This question was posed by Asif Kassam, who runs KP Hill Service Station in Manchester, and who was royally ticked off with PayZone because the company had just installed a competing terminal next door to his own.
A few years ago I used to get bitter complaints from retailers who couldn’t get certain services or goods into their shops because of post-code exclusion zones imposed by suppliers.
You couldn’t get newspapers if a store nearby was ‘adequately serving the community’. You couldn’t get an offie if the magistrates didn’t think there was a ‘need’ for it, and you sure as shooting couldn’t get one if you sold petrol. You certainly couldn’t get the National Lottery if you didn’t fit Camelot’s post-coded map, let alone its other secret criteria. And you couldn’t get PayPoint or PayZone terminals if you weren’t in a part of the country handy to the two companies’ national rollout programmes.
Now I get the opposite sort of complaints. The free market is not a companionable thing in the average shopping parade or local market. In Asif’s case, the off licence’s offering next door is now cutting into his sales – and it’s quite a big business for him: he does £12/£13K a week in electricity top-ups alone.
PayZone has said to him, well, you sell Mars Bars and Walker’s Crisps. “The rep said it wouldn’t make any difference to my sales,” says Asif, “but it has. I’ve got records for the past three years. And PayZone is now also charging for the phone line so there are no profits in it. I do it for the footfall.”
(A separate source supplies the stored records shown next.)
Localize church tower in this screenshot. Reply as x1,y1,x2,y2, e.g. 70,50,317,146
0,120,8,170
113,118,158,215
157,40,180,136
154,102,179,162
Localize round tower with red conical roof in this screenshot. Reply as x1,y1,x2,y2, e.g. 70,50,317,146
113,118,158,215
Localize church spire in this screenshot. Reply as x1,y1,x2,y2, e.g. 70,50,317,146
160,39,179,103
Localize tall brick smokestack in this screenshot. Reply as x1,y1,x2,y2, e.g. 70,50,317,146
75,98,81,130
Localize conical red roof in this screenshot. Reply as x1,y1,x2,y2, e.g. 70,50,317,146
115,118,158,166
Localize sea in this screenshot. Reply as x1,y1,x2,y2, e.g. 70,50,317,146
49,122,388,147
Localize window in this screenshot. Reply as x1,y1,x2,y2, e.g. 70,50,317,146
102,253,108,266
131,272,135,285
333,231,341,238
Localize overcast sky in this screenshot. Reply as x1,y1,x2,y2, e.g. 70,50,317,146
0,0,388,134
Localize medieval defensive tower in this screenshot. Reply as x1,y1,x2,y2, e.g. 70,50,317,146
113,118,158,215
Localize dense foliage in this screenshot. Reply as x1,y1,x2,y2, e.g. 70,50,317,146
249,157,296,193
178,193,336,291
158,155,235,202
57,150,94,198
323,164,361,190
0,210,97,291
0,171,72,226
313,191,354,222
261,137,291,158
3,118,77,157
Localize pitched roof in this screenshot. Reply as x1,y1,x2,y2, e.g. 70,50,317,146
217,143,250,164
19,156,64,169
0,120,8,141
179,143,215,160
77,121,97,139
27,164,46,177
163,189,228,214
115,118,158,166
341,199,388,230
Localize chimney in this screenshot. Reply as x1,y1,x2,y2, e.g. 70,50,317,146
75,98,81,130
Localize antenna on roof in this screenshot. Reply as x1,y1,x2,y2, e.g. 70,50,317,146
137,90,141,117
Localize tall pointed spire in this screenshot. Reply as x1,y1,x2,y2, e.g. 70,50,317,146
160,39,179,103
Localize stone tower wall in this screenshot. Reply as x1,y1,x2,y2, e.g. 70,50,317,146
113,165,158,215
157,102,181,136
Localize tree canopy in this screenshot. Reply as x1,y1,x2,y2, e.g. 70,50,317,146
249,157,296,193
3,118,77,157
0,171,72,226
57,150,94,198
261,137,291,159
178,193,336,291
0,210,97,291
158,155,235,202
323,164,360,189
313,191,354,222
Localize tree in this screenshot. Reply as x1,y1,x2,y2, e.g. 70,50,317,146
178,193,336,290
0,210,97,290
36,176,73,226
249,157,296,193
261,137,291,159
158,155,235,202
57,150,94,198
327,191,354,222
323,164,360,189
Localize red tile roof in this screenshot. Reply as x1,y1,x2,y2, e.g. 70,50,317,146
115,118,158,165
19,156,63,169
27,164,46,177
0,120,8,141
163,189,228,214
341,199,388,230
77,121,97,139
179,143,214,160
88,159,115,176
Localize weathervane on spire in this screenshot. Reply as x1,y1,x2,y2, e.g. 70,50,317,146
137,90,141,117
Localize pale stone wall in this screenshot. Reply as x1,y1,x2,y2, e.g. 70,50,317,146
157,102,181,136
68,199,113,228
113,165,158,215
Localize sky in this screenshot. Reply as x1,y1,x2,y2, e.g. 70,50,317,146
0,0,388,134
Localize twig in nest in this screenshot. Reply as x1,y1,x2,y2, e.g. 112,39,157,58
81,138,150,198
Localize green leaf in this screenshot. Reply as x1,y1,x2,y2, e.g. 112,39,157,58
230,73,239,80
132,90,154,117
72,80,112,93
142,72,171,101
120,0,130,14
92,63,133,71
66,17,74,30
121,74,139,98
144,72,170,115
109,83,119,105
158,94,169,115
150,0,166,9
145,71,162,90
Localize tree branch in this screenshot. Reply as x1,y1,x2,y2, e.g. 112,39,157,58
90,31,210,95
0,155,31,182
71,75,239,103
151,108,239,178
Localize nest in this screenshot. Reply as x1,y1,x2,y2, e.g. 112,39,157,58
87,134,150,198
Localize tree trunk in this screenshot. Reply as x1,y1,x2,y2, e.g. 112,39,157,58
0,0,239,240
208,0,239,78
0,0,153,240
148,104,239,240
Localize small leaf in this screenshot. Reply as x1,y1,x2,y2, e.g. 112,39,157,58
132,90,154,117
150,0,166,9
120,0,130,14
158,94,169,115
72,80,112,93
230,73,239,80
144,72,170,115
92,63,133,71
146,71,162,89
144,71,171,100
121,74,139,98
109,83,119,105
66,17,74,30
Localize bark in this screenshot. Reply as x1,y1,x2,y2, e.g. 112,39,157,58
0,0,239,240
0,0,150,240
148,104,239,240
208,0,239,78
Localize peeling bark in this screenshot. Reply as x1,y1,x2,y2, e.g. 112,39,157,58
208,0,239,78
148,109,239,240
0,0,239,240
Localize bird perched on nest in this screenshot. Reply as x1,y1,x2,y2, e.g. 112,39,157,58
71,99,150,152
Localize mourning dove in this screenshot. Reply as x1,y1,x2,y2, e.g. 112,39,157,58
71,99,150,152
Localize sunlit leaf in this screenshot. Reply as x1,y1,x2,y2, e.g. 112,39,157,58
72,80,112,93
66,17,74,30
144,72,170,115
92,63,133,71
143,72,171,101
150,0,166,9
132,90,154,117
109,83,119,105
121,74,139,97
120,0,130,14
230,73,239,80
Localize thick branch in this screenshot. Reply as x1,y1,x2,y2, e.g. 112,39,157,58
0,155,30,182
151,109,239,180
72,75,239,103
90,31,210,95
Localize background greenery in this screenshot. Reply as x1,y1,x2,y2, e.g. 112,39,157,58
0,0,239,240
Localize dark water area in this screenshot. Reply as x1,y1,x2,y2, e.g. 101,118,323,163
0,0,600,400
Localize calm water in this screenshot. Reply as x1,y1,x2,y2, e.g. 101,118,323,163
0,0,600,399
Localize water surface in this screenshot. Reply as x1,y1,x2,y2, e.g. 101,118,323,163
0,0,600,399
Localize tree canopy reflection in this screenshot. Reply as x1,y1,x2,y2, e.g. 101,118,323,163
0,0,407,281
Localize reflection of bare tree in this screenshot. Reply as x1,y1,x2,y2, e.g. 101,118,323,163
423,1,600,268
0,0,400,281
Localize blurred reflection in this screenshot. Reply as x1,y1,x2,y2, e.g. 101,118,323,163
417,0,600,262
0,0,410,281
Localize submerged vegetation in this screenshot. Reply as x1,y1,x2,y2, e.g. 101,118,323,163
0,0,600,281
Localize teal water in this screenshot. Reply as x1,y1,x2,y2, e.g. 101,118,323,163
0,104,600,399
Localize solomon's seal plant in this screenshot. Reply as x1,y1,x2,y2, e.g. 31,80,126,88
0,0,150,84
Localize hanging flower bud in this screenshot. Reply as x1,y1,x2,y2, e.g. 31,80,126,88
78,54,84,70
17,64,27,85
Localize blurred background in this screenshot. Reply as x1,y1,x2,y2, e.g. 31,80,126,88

Asif wondered whether I had had similar complaints. The answer is not quite, but almost. No two complaints are ever the same but I have had many, many complaints over the years about these multi-functional terminals from both companies, ranging from the crap commission (a very popular complaint) to billing methods and machine faults.
But there is another twist to this story. Asif also has a PayPoint terminal in his store for historical reasons. It dates back to 15 years ago when he used to sell Norweb electricity through his previous store. Norweb shifted to Alphyra which became PayZone. But when it was still Norweb there was no facility to offer gas top-up sales. In order to offer that service he signed up with PayPoint.
Why does he keep both terminals? Because it keeps the queues moving quicker.
As I pointed out to him though, if I put his loyalty question to PayZone now they might just lob it back at me. At least he still has a choice.